WASHINGTON — The House passed a massive $340 billion transportation bill on Thursday, striking two key provisions hated by the banking industry while adding several other measures that could affect financial institutions.
The House bill, which passed 363 to 64, amended the Senate's DRIVE Act to strike a provision that would have paid for the bill by slashing dividends paid to banks by the Federal Reserve Board. It also eliminated a provision that would have extended an increase in guarantee fees charged by Fannie Mae and Freddie Mac.
Instead, Reps. Randy Neugebauer, R-Texas, and Bill Huizenga, R-Mich., successfully added an amendment that would liquidate a $29.3 billion surplus account at the Fed and deposit the balance into the general fund.
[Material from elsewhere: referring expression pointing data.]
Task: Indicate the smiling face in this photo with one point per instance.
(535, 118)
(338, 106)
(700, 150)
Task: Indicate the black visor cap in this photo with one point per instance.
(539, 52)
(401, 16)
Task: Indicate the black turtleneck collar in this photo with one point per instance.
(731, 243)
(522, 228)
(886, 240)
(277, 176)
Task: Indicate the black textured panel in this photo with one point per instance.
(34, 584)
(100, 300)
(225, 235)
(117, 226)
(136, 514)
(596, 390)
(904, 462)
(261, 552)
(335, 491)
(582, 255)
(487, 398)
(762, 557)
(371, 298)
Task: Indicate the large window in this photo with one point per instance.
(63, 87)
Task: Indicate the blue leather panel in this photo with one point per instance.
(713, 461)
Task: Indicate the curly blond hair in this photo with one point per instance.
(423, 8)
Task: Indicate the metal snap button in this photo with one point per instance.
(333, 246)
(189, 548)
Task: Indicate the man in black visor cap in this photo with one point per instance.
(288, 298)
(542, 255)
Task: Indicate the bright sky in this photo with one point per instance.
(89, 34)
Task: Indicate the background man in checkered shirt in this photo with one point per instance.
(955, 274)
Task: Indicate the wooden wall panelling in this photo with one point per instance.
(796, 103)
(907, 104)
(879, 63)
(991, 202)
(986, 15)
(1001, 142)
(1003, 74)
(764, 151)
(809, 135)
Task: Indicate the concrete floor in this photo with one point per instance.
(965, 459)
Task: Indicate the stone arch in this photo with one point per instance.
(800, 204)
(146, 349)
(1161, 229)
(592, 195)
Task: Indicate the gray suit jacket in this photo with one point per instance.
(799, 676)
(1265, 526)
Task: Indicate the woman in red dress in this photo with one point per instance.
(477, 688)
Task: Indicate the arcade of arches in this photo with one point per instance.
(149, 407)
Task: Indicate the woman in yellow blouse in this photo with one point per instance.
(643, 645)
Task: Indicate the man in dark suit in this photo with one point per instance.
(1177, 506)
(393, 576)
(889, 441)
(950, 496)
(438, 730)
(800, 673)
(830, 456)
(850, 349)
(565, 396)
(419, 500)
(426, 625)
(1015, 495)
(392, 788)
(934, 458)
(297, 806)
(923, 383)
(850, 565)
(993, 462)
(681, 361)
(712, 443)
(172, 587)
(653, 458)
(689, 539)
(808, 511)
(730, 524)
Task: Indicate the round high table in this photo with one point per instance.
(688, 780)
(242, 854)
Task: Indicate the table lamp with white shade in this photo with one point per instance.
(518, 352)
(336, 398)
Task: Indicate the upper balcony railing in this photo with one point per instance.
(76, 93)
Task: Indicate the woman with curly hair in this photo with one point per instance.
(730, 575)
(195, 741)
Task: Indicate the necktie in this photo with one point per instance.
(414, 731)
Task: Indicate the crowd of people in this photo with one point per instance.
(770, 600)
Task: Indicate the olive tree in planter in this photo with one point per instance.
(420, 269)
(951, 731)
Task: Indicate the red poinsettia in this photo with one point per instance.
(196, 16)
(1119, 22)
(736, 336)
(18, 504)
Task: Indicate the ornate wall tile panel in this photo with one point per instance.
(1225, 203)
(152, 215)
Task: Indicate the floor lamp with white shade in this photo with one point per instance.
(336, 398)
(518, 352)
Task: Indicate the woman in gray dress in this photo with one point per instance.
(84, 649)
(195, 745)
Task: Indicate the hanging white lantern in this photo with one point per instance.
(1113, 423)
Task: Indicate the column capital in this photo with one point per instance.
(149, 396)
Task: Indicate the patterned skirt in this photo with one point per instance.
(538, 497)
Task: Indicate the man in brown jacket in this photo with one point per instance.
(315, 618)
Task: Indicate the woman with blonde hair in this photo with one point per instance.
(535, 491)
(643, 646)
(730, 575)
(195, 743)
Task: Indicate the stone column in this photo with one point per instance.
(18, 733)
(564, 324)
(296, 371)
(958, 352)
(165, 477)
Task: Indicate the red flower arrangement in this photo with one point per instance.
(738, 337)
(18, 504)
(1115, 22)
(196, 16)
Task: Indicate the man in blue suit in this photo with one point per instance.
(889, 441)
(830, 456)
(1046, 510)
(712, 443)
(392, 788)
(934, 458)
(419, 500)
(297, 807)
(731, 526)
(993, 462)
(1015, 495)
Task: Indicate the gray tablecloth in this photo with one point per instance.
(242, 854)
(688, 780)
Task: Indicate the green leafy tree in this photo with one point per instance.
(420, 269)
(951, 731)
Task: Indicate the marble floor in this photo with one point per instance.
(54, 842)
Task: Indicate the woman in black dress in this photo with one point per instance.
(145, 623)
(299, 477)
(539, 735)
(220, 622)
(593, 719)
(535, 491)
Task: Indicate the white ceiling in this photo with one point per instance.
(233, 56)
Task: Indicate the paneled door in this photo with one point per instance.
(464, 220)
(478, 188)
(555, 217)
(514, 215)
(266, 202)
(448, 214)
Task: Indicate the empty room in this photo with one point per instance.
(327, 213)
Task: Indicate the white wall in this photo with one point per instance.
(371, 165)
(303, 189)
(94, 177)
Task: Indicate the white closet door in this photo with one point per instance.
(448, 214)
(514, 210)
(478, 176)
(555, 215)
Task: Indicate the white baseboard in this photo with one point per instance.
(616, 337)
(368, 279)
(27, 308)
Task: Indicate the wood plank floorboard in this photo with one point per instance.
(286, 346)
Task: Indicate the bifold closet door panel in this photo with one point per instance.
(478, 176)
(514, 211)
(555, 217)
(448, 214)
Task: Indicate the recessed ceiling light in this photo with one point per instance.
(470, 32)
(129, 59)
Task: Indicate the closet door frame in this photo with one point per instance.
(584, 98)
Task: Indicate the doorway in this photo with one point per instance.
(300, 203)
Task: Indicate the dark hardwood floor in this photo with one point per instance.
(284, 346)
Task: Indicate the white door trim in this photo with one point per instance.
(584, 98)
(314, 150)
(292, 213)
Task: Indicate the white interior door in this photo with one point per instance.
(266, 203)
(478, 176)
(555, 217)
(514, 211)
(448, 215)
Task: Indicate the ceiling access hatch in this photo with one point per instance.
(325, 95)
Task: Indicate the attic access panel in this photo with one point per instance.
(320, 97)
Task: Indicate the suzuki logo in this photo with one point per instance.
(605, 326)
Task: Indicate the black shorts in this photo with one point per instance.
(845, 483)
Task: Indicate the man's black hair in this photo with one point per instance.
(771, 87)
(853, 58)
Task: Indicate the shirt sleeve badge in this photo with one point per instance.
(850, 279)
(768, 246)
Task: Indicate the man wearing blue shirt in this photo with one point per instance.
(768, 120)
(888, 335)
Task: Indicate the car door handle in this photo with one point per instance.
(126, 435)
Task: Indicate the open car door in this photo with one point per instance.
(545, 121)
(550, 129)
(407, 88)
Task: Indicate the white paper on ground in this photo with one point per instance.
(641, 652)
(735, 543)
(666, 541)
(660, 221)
Rep. Jeb Hensarling, R-Texas, also succeeded in adding a Frankenstein amendment that contained the texts of 15 different bills that had been approved previously by the House. The bills would, among other things, ease annual privacy notice requirements for certain financial institutions, allow privately-insured credit unions to become members of the Federal Home Loan Bank system and let more banks qualify for less regular on-site exams from regulators.
The financial services industry is not celebrating yet. House and Senate leaders must still negotiate on a final bill, reconciling the differences between their respective versions.